Saturday, June 20, 2015

Travis Ludvigson AN INTERVIEW

What is the name of your story in Heroika, and in what setting does it take place?

My story is titled “Night Stalkers” and begins in 772 AD in Eresburg, Saxony. It takes place during the time that Charlemagne was setting out to conquer the Saxons.


Tell us about your story and the underlying theme

The heroic ethos is a huge part of all the stories in this anthology (hence the name, Heroika). In particular, Heroika 1: Dragon Eaters is based on the idea of the snake eaters, a nickname given to Special Forces soldiers. The characters in “Night Stalkers” (the name is taken from the 160th Special Operations Aviation Regiment – Airborne, who conduct stealthy nighttime operations) are a group of hardened warriors trained to fight using small unit, covert tactics to harass and destroy the enemy’s will and operational capabilities. In the story, that means pursuing and slaying the dragons that appear to be the secret weapon of the Saxons.

I took the famous Twelve Peers of Roland and turned them into a hardcore special ops unit, lurking in the shadows and spreading fear rather than charging about on the open field of battle.

Night Stalkers is a story of heroic action, overcoming seemingly insurmountable odds, and unquestionable loyalty amongst brothers-in-arms.

Do you strive for historical accuracy or sacrifice it to better fit the story?

I believe in the importance of historical accuracy and would never sacrifice just to make something fit. I make adjustments to the story to ensure that everything is historically accurate. Now, in the case of fantasy, I will take some artistic license because that’s what is required. Yet even then I still try to build on what history reveals. For instance, while dragons are a part of myth and fantasy rather than historical fact, I still relied on the lore to help create monsters that reflected those historical ideas.

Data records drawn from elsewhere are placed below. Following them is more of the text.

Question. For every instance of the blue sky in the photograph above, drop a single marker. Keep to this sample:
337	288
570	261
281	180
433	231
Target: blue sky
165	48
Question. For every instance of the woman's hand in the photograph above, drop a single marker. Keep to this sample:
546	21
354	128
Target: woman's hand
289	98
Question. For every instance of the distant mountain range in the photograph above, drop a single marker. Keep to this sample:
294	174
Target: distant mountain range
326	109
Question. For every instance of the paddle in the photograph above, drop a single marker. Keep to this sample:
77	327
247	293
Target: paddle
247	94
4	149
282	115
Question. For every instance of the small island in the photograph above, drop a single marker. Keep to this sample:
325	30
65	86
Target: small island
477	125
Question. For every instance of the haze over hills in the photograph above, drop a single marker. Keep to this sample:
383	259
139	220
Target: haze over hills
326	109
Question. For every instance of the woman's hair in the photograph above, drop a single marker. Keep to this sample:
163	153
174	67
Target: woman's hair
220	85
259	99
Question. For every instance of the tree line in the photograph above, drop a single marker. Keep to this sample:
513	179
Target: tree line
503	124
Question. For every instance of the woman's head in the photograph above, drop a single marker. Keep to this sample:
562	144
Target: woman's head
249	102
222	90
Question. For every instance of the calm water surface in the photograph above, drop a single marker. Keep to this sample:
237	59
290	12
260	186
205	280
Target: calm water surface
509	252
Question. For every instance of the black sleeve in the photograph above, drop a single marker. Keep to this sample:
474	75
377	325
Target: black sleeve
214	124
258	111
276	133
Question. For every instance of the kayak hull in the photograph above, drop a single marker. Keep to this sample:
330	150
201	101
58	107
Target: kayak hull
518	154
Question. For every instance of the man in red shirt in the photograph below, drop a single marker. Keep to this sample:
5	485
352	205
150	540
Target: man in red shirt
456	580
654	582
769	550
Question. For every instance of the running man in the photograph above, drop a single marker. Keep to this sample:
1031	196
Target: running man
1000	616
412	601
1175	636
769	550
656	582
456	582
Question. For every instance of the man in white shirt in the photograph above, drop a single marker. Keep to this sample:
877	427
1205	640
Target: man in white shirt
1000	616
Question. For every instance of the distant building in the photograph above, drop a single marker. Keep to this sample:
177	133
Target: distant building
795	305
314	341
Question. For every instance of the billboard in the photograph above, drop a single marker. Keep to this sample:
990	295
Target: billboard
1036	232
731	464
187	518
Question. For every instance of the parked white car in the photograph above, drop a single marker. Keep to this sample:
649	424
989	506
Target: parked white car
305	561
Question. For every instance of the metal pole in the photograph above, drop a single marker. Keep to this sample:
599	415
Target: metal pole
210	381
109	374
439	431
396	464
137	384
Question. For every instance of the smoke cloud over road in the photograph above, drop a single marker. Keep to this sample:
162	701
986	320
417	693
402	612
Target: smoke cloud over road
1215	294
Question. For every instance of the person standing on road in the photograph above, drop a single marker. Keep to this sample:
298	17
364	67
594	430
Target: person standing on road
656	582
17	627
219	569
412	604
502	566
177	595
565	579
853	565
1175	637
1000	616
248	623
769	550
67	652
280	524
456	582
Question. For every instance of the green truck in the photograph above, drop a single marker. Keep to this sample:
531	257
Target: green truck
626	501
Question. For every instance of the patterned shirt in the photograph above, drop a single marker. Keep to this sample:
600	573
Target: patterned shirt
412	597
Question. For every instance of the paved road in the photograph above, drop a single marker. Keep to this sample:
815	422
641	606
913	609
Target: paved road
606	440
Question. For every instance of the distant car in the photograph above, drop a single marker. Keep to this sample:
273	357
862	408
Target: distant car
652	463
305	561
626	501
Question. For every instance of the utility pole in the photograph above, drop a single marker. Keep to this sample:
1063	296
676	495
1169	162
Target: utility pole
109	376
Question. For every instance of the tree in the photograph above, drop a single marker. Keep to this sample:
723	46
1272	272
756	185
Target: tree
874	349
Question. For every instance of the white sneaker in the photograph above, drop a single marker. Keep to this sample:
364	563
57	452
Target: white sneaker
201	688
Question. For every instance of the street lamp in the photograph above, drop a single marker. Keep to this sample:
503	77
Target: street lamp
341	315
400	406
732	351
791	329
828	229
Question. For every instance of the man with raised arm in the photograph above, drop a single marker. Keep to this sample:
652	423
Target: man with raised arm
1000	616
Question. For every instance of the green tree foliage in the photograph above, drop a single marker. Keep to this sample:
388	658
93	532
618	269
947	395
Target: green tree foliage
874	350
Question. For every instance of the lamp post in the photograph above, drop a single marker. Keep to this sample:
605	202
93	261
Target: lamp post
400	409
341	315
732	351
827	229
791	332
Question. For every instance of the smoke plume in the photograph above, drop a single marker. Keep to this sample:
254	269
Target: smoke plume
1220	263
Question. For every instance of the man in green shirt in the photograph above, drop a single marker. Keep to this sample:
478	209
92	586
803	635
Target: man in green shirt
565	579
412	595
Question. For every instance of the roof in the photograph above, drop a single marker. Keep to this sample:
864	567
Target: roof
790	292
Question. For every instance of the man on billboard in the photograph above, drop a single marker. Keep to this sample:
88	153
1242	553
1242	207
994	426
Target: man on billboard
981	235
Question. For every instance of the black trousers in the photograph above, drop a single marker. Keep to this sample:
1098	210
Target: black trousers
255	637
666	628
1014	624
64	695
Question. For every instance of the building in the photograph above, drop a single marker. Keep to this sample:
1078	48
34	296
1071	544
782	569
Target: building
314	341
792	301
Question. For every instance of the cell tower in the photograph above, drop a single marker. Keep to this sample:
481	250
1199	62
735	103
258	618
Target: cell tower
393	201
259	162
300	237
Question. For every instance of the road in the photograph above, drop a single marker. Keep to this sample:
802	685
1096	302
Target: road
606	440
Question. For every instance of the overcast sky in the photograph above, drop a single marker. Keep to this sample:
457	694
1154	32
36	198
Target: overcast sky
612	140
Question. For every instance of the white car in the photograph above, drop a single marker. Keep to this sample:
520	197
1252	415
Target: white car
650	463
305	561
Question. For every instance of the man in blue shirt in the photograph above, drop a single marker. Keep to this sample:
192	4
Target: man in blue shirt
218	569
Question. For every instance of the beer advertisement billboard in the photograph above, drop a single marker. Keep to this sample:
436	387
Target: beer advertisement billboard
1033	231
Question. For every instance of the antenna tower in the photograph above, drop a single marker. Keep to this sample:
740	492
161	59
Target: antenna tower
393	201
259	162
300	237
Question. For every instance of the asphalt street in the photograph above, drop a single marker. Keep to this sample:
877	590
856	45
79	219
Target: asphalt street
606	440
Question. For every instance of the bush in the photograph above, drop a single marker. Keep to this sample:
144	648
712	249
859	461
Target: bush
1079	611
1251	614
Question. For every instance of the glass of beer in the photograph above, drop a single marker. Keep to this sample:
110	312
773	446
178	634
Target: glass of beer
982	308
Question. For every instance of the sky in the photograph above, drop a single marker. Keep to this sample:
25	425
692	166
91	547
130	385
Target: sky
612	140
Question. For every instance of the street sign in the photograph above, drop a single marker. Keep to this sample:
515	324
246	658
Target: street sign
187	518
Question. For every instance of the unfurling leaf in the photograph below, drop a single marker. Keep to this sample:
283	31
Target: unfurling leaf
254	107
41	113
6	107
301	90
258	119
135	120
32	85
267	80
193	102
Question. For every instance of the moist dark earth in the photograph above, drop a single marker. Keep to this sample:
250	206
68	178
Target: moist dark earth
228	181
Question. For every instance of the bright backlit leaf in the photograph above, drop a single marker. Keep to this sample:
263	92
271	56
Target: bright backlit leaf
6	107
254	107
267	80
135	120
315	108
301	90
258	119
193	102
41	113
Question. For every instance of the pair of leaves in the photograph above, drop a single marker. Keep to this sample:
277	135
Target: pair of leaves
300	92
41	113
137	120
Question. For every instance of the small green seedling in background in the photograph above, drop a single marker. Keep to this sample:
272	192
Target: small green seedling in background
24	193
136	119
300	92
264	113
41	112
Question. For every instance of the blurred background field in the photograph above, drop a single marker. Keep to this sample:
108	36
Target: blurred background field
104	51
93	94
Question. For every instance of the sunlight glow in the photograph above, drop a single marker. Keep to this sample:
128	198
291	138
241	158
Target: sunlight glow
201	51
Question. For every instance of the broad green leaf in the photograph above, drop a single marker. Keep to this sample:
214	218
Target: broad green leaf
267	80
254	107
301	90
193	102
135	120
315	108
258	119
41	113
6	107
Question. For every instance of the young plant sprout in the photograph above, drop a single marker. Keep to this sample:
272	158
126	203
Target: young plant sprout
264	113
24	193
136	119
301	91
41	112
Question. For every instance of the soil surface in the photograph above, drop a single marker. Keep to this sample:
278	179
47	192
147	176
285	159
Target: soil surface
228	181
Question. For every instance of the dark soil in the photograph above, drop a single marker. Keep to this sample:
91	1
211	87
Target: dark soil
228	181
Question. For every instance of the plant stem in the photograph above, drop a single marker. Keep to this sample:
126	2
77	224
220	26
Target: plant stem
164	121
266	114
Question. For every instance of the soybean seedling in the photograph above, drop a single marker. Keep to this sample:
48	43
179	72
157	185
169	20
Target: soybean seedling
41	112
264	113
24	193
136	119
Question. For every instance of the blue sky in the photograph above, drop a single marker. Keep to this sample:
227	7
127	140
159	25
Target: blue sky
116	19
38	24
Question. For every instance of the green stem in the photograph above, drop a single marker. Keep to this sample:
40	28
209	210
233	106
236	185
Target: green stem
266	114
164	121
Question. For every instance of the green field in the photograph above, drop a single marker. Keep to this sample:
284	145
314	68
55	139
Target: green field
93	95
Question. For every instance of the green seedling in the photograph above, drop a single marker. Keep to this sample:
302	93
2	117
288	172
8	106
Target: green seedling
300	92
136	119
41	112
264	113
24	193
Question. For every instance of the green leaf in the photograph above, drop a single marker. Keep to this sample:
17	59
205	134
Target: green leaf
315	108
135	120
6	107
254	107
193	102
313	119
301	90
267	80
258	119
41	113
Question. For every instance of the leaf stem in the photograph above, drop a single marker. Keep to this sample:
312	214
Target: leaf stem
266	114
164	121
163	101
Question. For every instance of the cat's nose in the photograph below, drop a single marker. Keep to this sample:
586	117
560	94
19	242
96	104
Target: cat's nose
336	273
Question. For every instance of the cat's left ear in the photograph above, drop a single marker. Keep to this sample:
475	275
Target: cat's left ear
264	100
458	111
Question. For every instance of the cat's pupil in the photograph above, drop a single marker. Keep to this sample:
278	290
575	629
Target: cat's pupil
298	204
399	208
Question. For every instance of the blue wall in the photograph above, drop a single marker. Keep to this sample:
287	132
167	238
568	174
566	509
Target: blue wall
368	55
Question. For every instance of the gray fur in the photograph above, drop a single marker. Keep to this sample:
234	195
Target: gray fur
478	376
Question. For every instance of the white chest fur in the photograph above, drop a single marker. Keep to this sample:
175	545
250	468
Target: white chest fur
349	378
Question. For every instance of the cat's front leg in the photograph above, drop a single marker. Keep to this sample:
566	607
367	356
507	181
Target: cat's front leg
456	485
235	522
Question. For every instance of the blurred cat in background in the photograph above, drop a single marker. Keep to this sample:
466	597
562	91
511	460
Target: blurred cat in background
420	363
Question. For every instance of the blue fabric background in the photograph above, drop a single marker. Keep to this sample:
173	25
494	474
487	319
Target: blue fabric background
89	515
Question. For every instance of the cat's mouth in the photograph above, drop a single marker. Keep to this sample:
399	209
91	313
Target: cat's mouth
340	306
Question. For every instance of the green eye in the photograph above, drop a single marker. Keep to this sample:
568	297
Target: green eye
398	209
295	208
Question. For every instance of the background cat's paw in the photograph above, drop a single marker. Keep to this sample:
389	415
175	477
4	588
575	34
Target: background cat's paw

How much research did you conduct?

I studied the geography of the land where my story takes place, the type of armor and weapons employed, and historical events of that time to ensure my story was an accurate portrayal of the time.

Which is more important: action or dialogue?

It depends on the story. I tend to lean towards action, because I want to immerse the reader in the excitement and danger of the story. The dialogue keeps the story moving and provides insight into the characters and their motives for sure, but in a short story about killing dragons, it seems that action wins out.


Why write about dragons?

They are the representation of the primordial forces in our world. A physical manifestation of the monster that is both powerful and intelligent. To slay a dragon is to prove one’s ability to face down any challenge in life.

Plus, let’s face it, heroes battling dragons is just awesome.